Skill Measurement for Commodity Exploits 2015-2019
Skill Measurement for Commodity Exploits 2015-2019
Simulated overall skill for all NVD vuls 2013-2019 based on observations
Simulated overall skill for all NVD vuls 2013-2019 based on observations

During the time period from 2013-2019, the data set contains \(N=73,474\) vulnerabilities.

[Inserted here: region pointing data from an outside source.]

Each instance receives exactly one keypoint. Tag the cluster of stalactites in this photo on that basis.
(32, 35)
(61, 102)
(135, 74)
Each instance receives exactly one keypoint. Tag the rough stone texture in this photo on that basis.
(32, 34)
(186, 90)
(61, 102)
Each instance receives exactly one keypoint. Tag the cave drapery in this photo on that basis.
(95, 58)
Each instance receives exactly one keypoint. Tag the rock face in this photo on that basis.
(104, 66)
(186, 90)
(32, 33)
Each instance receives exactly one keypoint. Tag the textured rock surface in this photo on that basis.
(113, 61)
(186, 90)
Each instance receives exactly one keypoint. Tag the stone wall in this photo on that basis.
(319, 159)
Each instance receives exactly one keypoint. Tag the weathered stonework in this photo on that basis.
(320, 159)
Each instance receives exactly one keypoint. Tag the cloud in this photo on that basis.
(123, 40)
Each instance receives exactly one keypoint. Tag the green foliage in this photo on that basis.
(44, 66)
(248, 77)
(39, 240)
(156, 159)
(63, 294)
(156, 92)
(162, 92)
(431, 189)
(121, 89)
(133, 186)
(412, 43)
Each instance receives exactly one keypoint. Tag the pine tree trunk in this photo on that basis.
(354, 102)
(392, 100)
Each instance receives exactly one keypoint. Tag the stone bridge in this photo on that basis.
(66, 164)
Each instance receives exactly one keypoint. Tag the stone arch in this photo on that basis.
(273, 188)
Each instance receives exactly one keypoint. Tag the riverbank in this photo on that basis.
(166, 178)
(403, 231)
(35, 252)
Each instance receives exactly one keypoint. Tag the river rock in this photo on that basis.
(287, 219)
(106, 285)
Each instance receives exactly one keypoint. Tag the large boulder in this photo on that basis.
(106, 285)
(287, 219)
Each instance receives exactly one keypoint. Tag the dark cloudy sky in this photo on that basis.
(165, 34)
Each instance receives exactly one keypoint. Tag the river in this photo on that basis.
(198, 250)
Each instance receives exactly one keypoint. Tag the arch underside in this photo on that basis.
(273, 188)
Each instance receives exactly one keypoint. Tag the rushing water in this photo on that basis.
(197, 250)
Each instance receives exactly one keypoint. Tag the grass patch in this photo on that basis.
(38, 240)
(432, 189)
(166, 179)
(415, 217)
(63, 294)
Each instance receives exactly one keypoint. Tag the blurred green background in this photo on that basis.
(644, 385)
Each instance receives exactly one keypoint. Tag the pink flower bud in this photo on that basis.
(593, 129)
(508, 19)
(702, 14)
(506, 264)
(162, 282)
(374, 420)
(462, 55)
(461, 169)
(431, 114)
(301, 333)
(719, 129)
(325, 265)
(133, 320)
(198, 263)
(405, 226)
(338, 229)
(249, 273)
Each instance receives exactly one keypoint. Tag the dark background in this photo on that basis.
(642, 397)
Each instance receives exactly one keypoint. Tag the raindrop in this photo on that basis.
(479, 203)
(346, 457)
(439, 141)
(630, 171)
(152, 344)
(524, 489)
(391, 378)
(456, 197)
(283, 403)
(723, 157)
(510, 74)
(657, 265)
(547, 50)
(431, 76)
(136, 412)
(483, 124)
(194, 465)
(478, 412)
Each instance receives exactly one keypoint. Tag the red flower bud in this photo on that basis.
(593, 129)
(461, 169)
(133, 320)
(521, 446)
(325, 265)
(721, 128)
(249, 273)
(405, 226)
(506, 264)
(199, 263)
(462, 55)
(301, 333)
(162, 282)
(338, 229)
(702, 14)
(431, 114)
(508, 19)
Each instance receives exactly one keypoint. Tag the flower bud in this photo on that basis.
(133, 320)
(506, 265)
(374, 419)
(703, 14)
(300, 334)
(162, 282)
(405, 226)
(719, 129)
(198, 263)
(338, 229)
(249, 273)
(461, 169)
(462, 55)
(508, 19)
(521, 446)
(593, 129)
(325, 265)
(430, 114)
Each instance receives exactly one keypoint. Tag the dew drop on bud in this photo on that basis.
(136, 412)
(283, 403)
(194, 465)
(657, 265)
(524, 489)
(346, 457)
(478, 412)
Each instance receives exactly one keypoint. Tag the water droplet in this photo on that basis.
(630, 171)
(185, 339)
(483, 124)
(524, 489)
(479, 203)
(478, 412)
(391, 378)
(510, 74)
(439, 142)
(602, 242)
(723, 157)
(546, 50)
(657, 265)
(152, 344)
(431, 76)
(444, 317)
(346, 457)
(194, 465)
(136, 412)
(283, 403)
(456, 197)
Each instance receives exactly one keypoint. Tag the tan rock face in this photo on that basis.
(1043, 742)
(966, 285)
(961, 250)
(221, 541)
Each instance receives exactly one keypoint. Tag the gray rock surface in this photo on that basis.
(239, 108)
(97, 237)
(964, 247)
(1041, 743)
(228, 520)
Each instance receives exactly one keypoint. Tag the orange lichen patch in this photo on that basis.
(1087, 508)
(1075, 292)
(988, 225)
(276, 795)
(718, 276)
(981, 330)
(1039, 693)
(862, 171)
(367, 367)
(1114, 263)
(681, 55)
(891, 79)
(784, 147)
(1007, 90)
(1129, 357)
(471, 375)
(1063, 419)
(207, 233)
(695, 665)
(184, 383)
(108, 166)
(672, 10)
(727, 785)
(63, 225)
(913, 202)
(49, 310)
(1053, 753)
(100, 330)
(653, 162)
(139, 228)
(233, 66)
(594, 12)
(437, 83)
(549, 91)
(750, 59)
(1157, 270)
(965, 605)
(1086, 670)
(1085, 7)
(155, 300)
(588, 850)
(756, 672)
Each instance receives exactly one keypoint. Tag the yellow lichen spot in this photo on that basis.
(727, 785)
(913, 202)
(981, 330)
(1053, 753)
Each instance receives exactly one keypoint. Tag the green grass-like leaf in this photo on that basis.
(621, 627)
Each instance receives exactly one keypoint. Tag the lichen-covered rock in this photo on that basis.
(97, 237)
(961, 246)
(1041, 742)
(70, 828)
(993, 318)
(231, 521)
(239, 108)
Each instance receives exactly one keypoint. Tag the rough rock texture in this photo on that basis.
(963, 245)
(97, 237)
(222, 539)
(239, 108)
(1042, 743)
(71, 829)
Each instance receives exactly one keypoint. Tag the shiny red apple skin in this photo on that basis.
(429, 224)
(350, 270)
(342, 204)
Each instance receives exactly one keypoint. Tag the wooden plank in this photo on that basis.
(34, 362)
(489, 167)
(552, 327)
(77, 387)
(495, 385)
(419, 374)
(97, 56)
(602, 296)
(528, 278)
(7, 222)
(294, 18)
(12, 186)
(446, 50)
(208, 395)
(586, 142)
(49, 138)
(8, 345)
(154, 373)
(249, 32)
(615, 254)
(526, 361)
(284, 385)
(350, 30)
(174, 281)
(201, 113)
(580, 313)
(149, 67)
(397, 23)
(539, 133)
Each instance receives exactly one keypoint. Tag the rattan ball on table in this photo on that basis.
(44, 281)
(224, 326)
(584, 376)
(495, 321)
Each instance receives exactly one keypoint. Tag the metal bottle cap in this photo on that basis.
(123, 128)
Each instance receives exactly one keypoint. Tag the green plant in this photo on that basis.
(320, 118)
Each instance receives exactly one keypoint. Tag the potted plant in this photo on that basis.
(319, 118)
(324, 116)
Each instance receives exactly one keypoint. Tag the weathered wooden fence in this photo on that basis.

Of these, 1,186 were observed to have public exploits (\(\mathbf{X}\)) prior to the earliest observed vulnerability disclosure date (\(\mathbf{P}\)), giving an overall success rate for \(\mathbf{P} \prec \mathbf{X}\) of 0.984. The mean monthly \(\alpha_{\mathbf{P} \prec \mathbf{X}}\) is 0.966 with a range of [0.873, 1.0]. The volatility of this measurement appears to be higher than that of the Microsoft data. The cumulative \(\alpha_{\mathbf{P} \prec \mathbf{X}}\) comes in at 0.968 with an interval spanning [0.966, 0.970]. A chart of the trend is shown below.

To estimate unobserved \(\alpha_d\) from the commodity exploit observations, we repeat the procedure outlined above. This time, we use \(N=73,474\) and estimate \(f^{est}_{d}\) for \(\mathbf{P} \prec \mathbf{X}\) with Beta parameters \(a=72,288\) and \(b=1186\). As above, we find evidence of skill in positive estimates of \(\alpha_d\) for all desiderata except \(\mathbf{P} \prec \mathbf{A}\) and \(\mathbf{X} \prec \mathbf{A}\), which are negative. The most common sample median history rank in this estimate is 33 with a range of [32,33], which while lower than the median rank of 53 in the Microsoft estimate above, still beats the median rank of 11 assuming uniform event probabilities. The results are shown in the right-hand figure above.